Enfin, les régions qui tentent de se positionner comme de nouveaux « hubs » manufacturiers en profiteront sur le long terme. Comme l’Inde, qui exporte aujourd’hui des services mais aspire à devenir une alternative à la Chine en développant un secteur technologique de premier plan.

Les sanctions financières américaines, notamment contre l’Iran et la Russie, se sont intensifiées ces dernières années. Comment alimentent elles la fragmentation du globe ?

Les pays craignant d’être un jour la cible de ces sanctions, parce qu’ils ont des relations difficiles avec les Etats-Unis ou l’Europe, déploient des mécanismes pour s’en protéger préventivement.

C’est notamment le cas de la Chine, qui pour cela réduit son usage du dollar : la moitié de son commerce transfrontalier est aujourd’hui réalisée en renminbis, alors que cette part était quasiment nulle en 2010. Pékin a également créé une devise digitale, le e-yuan (yuan numérique), ainsi que CIPS, une alternative à Swift, ce carnet d’adresses des banques internationales indispensable pour permettre les flux financiers. CIPS connecte déjà plus de 1 300 banques dans le monde, dont toutes les banques européennes et la plupart des banques américaines. Si un jour la Chine était coupée de Swift – par exemple, si elle envahissait Taïwan –, elle pourrait tout de même continuer à faire du commerce.

A elles seules, ces mesures ne suffisent pas à affaiblir les sanctions. Mais, mises bout à bout, elles sont susceptibles de dégrader progressivement leur efficacité.

Les sanctions contre la Russie n’ont pas interrompu l’invasion de l’Ukraine, ni découragé Vladimir Poutine. Sont-elles insuffisantes ?

Soyons clairs : l’objectif des sanctions n’a jamais été d’arrêter le conflit, ni de précipiter un changement de régime à Moscou ou de provoquer un effondrement économique de la Russie. Leur but est d’amoindrir la capacité de la Russie à faire la guerre. De mettre du sable dans les rouages, notamment dans les financements du conflit. A cet égard, l’embargo européen sur les importations de pétrole russe a un impact important : la Russie exporte certes son pétrole vers l’Inde, mais cela lui coûte plus cher en frais de transport, et New Delhi négocie des rabais.

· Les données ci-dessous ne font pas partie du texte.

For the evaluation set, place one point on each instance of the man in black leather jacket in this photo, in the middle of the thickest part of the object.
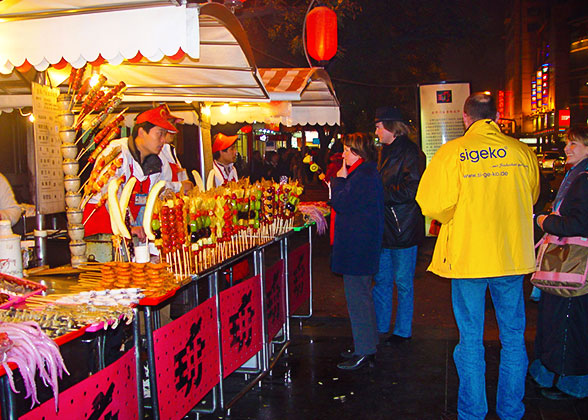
(401, 164)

La situation est probablement encore plus inquiétante pour Gazprom, le géant russe du gaz : l’entreprise a enregistré une perte de 6,4 milliards de dollars l’an dernier. Or cette entreprise fournissait jusqu’à récemment 10 % des recettes budgétaires de Moscou. Dans ce cas, c’est la décision de Moscou de couper le robinet du gaz à l’Europe qui se retourne aujourd’hui contre le Kremlin.

La logique est la même pour le contrôle des exportations de technologies avancées. Les importations russes de produits de très haute technologie ont diminué de 30 % à 40 % en 2023 par rapport au niveau d’avant-guerre : certes, ce n’est pas assez, mais c’est déjà beaucoup.

L’idée que les liens commerciaux limitent les risques de conflits armés semble battue en brèche. Ce monde plus fragmenté est-il plus dangereux ?

C’est une question complexe. Les échanges économiques sont les garants de l’efficacité des sanctions qui peuvent peser sur la capacité d’un pays à faire la guerre. En ce sens, les flux commerciaux peuvent avoir un effet protecteur contre les conflits armés.

Mais cela ne suffit pas à empêcher la guerre lorsqu’un pays est déterminé à déclencher un conflit pour des raisons qu’il estime existentielles. C’est le cas de la Russie avec l’Ukraine, et de la Chine avec Taïwan, même si ces raisonnements sont évidemment faux. Dans ce type d’exemples, les analyses économiques pragmatiques n’ont que peu de prise.